Wave 3 could have some life remaining, but it's not likely given that the stock has gone vertical in the past two weeks. The separation between the low and the 10-day simple moving average is a major warning sign. It's extremely likely that, as part of the next move, INTU will pull back not only to the 10-day SMA, but likely as far as the 30-day EMA (Exponential Moving Average) or even the 50-day. A bullish reversal candle - preferably a long range day that closes near the high and leaves a lengthy shadow down to the low - near the 30 or 50-day averages would be our cue to enter a long position.
INTU went ex-dividend on July 8, and paid $0.30 per share, so we don't expect another dividend risk until early October. Be aware, however, that INTU releases their FQ4 earnings on August 18th after the close. We may still be in the midst of Wave 4 at that point, so watch for the earnings release to be the potential catalyst that launches the stock into Wave 5. The price targets for Wave 5 range from $126 to $137, assuming Wave 4 completes around $109. With Wave 5 being a 5-wave impulse itself, there will be several opportunities to hop in and out of INTU while that wave progresses.

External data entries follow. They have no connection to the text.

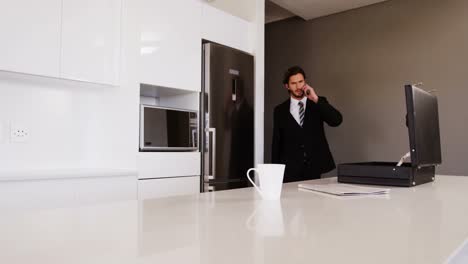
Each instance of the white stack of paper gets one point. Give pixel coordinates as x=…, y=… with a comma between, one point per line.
x=343, y=189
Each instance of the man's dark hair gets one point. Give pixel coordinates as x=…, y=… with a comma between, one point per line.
x=292, y=71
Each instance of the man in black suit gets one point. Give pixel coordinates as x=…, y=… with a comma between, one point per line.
x=299, y=139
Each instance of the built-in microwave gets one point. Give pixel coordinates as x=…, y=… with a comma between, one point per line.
x=168, y=129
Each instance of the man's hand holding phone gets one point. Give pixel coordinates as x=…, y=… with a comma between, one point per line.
x=310, y=93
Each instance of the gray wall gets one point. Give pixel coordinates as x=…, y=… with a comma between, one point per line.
x=361, y=59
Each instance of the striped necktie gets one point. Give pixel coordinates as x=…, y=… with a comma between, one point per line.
x=301, y=112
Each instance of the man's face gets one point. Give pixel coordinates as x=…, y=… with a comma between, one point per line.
x=295, y=85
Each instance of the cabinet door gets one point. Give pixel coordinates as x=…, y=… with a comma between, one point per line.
x=30, y=31
x=170, y=43
x=91, y=40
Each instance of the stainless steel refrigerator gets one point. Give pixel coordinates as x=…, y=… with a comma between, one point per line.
x=226, y=117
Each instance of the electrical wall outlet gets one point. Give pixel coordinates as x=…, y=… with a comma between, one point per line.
x=19, y=133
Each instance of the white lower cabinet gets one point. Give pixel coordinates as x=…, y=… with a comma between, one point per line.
x=165, y=187
x=56, y=193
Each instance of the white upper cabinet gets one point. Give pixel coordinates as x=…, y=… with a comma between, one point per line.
x=170, y=43
x=91, y=40
x=30, y=32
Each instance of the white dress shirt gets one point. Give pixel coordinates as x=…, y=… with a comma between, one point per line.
x=294, y=108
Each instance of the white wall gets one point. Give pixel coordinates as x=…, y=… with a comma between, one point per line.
x=71, y=124
x=76, y=124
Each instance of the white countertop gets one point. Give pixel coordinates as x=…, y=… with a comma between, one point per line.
x=424, y=224
x=43, y=174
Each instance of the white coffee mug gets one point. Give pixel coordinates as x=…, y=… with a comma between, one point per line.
x=270, y=178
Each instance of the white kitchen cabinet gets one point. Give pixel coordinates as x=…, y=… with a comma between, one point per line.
x=153, y=165
x=170, y=43
x=67, y=192
x=157, y=188
x=91, y=40
x=30, y=33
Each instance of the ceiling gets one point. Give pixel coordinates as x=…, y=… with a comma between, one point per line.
x=274, y=12
x=309, y=9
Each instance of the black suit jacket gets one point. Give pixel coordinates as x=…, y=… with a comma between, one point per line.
x=305, y=149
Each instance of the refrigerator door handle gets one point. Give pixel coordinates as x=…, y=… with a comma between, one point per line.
x=211, y=176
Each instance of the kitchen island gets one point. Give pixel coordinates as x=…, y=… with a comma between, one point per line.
x=424, y=224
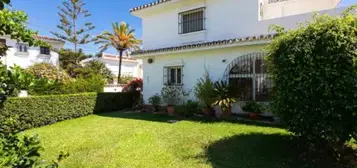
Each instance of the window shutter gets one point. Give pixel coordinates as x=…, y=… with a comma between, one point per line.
x=165, y=73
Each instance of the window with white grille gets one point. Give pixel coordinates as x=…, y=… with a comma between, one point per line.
x=173, y=75
x=21, y=47
x=192, y=21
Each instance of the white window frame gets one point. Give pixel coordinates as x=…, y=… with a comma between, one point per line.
x=22, y=47
x=178, y=77
x=181, y=24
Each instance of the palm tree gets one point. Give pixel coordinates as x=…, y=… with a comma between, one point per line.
x=122, y=39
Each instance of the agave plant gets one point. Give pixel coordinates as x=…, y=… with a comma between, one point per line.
x=225, y=95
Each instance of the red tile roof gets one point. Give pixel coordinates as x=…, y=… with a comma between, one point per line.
x=205, y=44
x=48, y=38
x=148, y=5
x=116, y=57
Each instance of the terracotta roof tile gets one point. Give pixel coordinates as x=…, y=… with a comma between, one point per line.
x=148, y=5
x=48, y=38
x=205, y=44
x=116, y=57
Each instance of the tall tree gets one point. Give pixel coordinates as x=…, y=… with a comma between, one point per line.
x=70, y=12
x=3, y=3
x=70, y=61
x=122, y=39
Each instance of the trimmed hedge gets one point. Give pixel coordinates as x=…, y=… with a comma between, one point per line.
x=38, y=111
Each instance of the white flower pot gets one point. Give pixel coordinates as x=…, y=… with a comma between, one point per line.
x=23, y=93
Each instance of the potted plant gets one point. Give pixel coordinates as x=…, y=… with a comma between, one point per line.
x=155, y=101
x=172, y=96
x=253, y=108
x=204, y=92
x=225, y=96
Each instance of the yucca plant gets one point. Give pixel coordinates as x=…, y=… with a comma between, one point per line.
x=225, y=95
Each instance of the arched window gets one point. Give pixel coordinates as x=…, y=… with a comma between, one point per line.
x=249, y=73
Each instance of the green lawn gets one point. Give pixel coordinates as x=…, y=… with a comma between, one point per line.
x=146, y=140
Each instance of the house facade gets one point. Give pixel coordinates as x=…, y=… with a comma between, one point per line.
x=183, y=39
x=130, y=67
x=24, y=56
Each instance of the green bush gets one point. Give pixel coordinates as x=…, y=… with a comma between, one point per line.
x=315, y=78
x=155, y=101
x=22, y=150
x=43, y=110
x=253, y=107
x=94, y=83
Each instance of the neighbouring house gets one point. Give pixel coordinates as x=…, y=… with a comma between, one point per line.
x=131, y=67
x=184, y=38
x=24, y=56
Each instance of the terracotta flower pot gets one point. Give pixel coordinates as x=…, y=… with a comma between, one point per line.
x=254, y=116
x=171, y=110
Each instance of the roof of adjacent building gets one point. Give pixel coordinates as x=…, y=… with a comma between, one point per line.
x=148, y=5
x=204, y=44
x=48, y=38
x=116, y=57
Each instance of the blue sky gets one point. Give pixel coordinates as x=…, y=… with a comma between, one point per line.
x=43, y=15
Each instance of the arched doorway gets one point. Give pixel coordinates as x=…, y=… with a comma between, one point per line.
x=249, y=73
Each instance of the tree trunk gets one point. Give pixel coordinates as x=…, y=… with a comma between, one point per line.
x=120, y=60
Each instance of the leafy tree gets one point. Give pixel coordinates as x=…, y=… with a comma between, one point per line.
x=7, y=82
x=70, y=12
x=314, y=72
x=48, y=71
x=3, y=3
x=70, y=61
x=122, y=39
x=93, y=68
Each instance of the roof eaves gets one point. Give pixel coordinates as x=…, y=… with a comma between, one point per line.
x=148, y=5
x=206, y=44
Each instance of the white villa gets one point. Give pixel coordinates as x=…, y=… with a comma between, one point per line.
x=183, y=38
x=24, y=56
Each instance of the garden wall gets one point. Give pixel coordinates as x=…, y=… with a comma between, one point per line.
x=38, y=111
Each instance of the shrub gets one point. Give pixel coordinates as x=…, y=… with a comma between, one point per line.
x=95, y=83
x=43, y=110
x=125, y=79
x=204, y=91
x=225, y=95
x=134, y=85
x=252, y=107
x=22, y=150
x=172, y=95
x=155, y=101
x=49, y=71
x=92, y=68
x=43, y=86
x=315, y=78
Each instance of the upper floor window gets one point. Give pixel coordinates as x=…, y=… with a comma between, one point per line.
x=45, y=50
x=2, y=41
x=192, y=21
x=173, y=75
x=22, y=47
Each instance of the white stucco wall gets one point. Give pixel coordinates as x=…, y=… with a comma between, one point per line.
x=225, y=19
x=24, y=60
x=194, y=64
x=294, y=7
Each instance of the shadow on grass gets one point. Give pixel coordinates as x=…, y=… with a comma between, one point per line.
x=254, y=151
x=165, y=118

One note of caution is in order for those not familiar with Elliott Waves but who are reading these reviews. Wave analysis is intended to tell us where we are in either a trend or a correction. Understanding the wave counts is a great example of 20:20 hindsight. They are great at telling us where we have been. In and of themselves, Elliott Waves do not give us good entry signals, however, because the waves are not necessarily predictive in nature. They do conform rather consistently to certain Fibonacci ratios, and from there we can set price targets, however there's a huge difference between a projected target (used for analysis) and where a stock will reverse in reality. For valid entry and exit points, we must rely on other chart analysis techniques (e.g. support and resistance lines, candle patterns, moving averages, etc.) We use the Elliott Waves to define where the stock is in the overall accumulation and distribution life-cycle, but we use other signals to determine when to enter or exit a position. Hopefully, that concept becomes increasingly clear as we review additional trading techniques.